Laporan Terkini tentang Kehilangan Wanita Lansia di Sungai
Seorang wanita lansia berusia 73 tahun, bernama Fatimah, dilaporkan hilang di sungai setelah hanyut. Kejadian ini terjadi di Desa Embacang, Kecamatan Lubuk Keliat, Ogan Ilir. Informasi yang diperoleh menunjukkan bahwa Fatimah terakhir kali terlihat pada hari Kamis (23/10/2025) sekitar pukul 18.15 sore.
Upaya pencarian untuk menemukan korban sedang dilakukan oleh TNI dan aparat Polsek Tanjung Batu. Wilayah yang menjadi fokus pencarian mencakup sepanjang sungai dan area hutan di sekitar desa. Kapolsek Tanjung Batu Iptu Iwanto Putra menyampaikan bahwa tim gabungan terus melakukan penyisiran dengan harapan korban dapat ditemukan dalam keadaan selamat.
Penyebab Kehilangan
Berdasarkan keterangan dari keluarga, Fatimah pernah mengalami kejadian serupa sebelumnya. Dulu, ia pernah hilang di hutan dan juga pernah tercebur ke sungai, namun berhasil diselamatkan. Hal ini menunjukkan bahwa korban memiliki riwayat pengalaman serupa yang bisa menjadi faktor dalam kejadian kali ini.

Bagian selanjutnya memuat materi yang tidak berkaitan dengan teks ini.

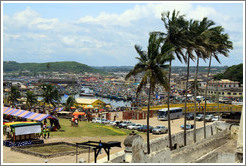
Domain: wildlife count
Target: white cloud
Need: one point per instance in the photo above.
(29, 19)
(129, 16)
(112, 35)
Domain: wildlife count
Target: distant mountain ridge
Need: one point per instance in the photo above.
(65, 66)
(76, 67)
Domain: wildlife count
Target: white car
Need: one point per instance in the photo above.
(95, 120)
(137, 126)
(216, 118)
(131, 127)
(160, 130)
(209, 118)
(105, 121)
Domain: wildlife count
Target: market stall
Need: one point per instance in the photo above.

Menurut Iwanto, diduga Fatimah mengalami disorientasi arah atau kebingungan akibat faktor usia lanjut. Kondisi ini membuatnya tersesat di sekitar wilayah hutan dan sungai. Dengan kondisi fisik yang semakin rentan, kemungkinan besar korban tidak mampu menavigasi lingkungan sekitarnya dengan baik.

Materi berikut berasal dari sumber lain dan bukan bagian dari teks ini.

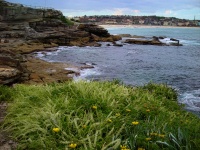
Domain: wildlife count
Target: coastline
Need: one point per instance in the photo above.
(143, 26)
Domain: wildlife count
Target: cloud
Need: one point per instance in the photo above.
(136, 11)
(168, 12)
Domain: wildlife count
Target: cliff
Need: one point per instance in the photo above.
(26, 29)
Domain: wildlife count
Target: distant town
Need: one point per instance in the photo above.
(137, 20)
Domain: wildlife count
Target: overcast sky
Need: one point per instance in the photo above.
(185, 9)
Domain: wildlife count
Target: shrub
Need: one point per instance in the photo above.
(100, 115)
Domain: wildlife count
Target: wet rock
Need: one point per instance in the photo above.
(11, 69)
(94, 29)
(143, 42)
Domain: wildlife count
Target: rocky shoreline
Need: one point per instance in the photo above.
(24, 30)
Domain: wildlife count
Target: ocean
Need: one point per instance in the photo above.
(137, 65)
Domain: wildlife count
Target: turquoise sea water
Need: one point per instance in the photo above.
(136, 65)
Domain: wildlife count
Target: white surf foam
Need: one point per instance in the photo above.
(85, 73)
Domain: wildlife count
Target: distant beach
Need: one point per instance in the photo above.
(141, 26)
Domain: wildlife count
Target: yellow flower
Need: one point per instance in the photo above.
(109, 120)
(72, 145)
(128, 110)
(153, 134)
(56, 129)
(148, 139)
(135, 122)
(117, 114)
(161, 135)
(123, 147)
(94, 107)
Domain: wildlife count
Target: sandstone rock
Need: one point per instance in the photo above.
(30, 33)
(94, 29)
(11, 69)
(143, 42)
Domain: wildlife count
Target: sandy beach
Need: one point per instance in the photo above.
(107, 26)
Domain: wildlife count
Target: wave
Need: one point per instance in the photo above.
(87, 74)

Upaya Pencarian yang Dilakukan
Polsek Tanjung Batu melibatkan Basarnas dan relawan tambahan untuk memperluas area pencarian. Tim pencari berupaya maksimal dalam menemukan Fatimah, dengan fokus pada daerah-daerah yang dianggap berpotensi sebagai tempat korban bersembunyi atau berlindung.
Proses pencarian masih berlangsung hingga saat ini. Iwanto berharap doa dari masyarakat dapat membantu proses pencarian agar korban segera ditemukan dalam keadaan selamat.
Rekomendasi dan Harapan
Dalam situasi seperti ini, penting bagi masyarakat untuk tetap waspada dan memberi dukungan kepada para petugas yang sedang melakukan pencarian. Selain itu, kehadiran relawan sangat penting dalam mempercepat proses pencarian dan memberikan bantuan darurat jika diperlukan.
Masyarakat diharapkan tetap menjaga informasi yang diberikan oleh pihak berwenang dan tidak menyebarkan berita yang belum jelas sumbernya. Dengan kerja sama antara pihak kepolisian, Basarnas, dan masyarakat, diharapkan kejadian seperti ini dapat segera terselesaikan dengan baik.